Письмо было подсунуто под нос Анхелю, который и изучил грязный клочок бумаги с пристрастием. Даже обнюхал. И решил, что ничем не пахнет.
– Рен, ну мало ли кто и что выдумает?
– Что делать, если у него есть доказательства?
– Какие? Бампер от мобиля?
– Ну…. Свидетели, – задумался Лоуренсио. – Или тот бедолага выжил… не знаю!
Как-то ему было не до размышлений. Все затмевал страх! Такой… как в детстве, когда в кровать писаешься… вот страшно, и что хочешь, то с собой и делай. А вот как мама посмотрит?

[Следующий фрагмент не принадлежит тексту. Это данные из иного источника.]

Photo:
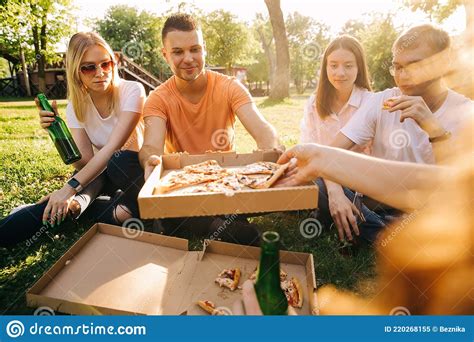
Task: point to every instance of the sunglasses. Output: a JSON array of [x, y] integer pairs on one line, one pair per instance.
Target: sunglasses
[[90, 69]]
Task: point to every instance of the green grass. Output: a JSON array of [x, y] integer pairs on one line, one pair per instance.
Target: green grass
[[31, 169]]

Что папа скажет?
Тебе уже за двадцать?
А все равно… в душе ты тот же вихрастый мальчишка, который получал по попе за некоторые проказы. Например, не стоило подглядывать за купающимися женщинами…

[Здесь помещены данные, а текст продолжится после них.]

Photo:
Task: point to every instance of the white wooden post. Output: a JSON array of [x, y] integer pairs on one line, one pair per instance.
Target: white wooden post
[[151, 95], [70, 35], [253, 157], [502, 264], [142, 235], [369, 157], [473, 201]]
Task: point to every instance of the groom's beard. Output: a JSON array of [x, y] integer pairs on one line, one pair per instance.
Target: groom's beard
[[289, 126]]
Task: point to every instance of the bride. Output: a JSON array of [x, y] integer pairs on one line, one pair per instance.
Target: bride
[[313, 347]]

Родители будут недовольны…
И Лоуренсио было страшно.
Ладно еще – гонки на мобилях! Это можно как-то оправдать, ему бросили вызов, он заступился за друга.
Но гонки под одурманивающими веществами? Если уж честно, такое родители не одобрят.
А как насчет сбитого бедолаги? И оставления его в канаве, без помощи?
Можно себя оправдывать, можно хоть на весь Римат орать, что не виноватый ты. А в глубине души ты отлично знаешь правду.
Виноват.
Во всем ты сам виноват.
И родителям ты противоположного не докажешь, даже не рассчитывай. А вот что они сделают?
Эммм… они будут недовольны. Этого – мало?
Если бы Лоуренсио попробовал поработать мозгами, он бы понял, что ничего такого со стороны родителей ему как раз не грозит. Ну, отругают. Могут приказать приехать из Римата домой.
Ну, просидит он еще годик на плантации. Или даже два.
Это такое страшное наказание? Не убьют, не побьют… чего ты дергаешься? Но Лоуренсио так не думал. И совершал ошибку за ошибкой, накручивая горы нелепостей и неурядиц там, где можно было бы разобраться сразу.
Он даже не понимал, что ничего серьезного ему по закону не пришьешь. Не получится.
Его слово – против слова нищего, если тот вообще пойдет в полицию. Как-то не стремится туда подобная публика, предпочитает решать все между собой. Не по закону, а «по правилам». Неписаным. Написанным кровью тех, кто их не соблюдает.
Тан Анхель это знал.
Тан Ксарес – нет. А дураками грех не попользоваться.
Так что Анхель посмотрел на Лоуренсио вполне сочувственно, даже по плечу его похлопал.
– Рен, надо опять туда идти. Сегодня вечером.
– Бррррр, – передернуло Лоуренсио, когда он вспомнил омерзительно грязную таверну.
А морды завсегдатаев? Да на них посмотришь, навеки пить заречешься. Жуть жуткая!
– Надо, – сочувственно посмотрел тан Анхель. – Отдашь деньги, и давай с тобой напишем записку. Что ты больше ни монеты не дашь, пока не узнаешь, кто был там, в канаве. Ну… кого сбили.
Лоуренсио послушно кивнул головой.
– Да, наверное, так и надо. Но как-то страшновато. А если он опять не ответит?
– Делать-то все равно что-то надо. Не допускать же, чтобы вот это все попало в газеты? – сочувственно посмотрел тан Анхель.
– Да, – вздохнул Лоуренсио. – Не допускать… как ты думаешь, сколько денег положить?
– Ну… реалов пятьдесят, наверное.
– А у него аппетиты не вырастут?
– Рен, пока у нас нет выбора, – вздохнул Анхель, отлично зная, что вырастут. Уже растут! Расходы-то прибавляются…
Пока написали записку. Пока достали и отсчитали деньги. Пока кошелек приготовили. Пока Анхель осмотрел одежду друга. Пока то, пока се…
Прошло не меньше получаса, прежде чем тан Анхель таки вышел из кабинета. И направился в гостиную.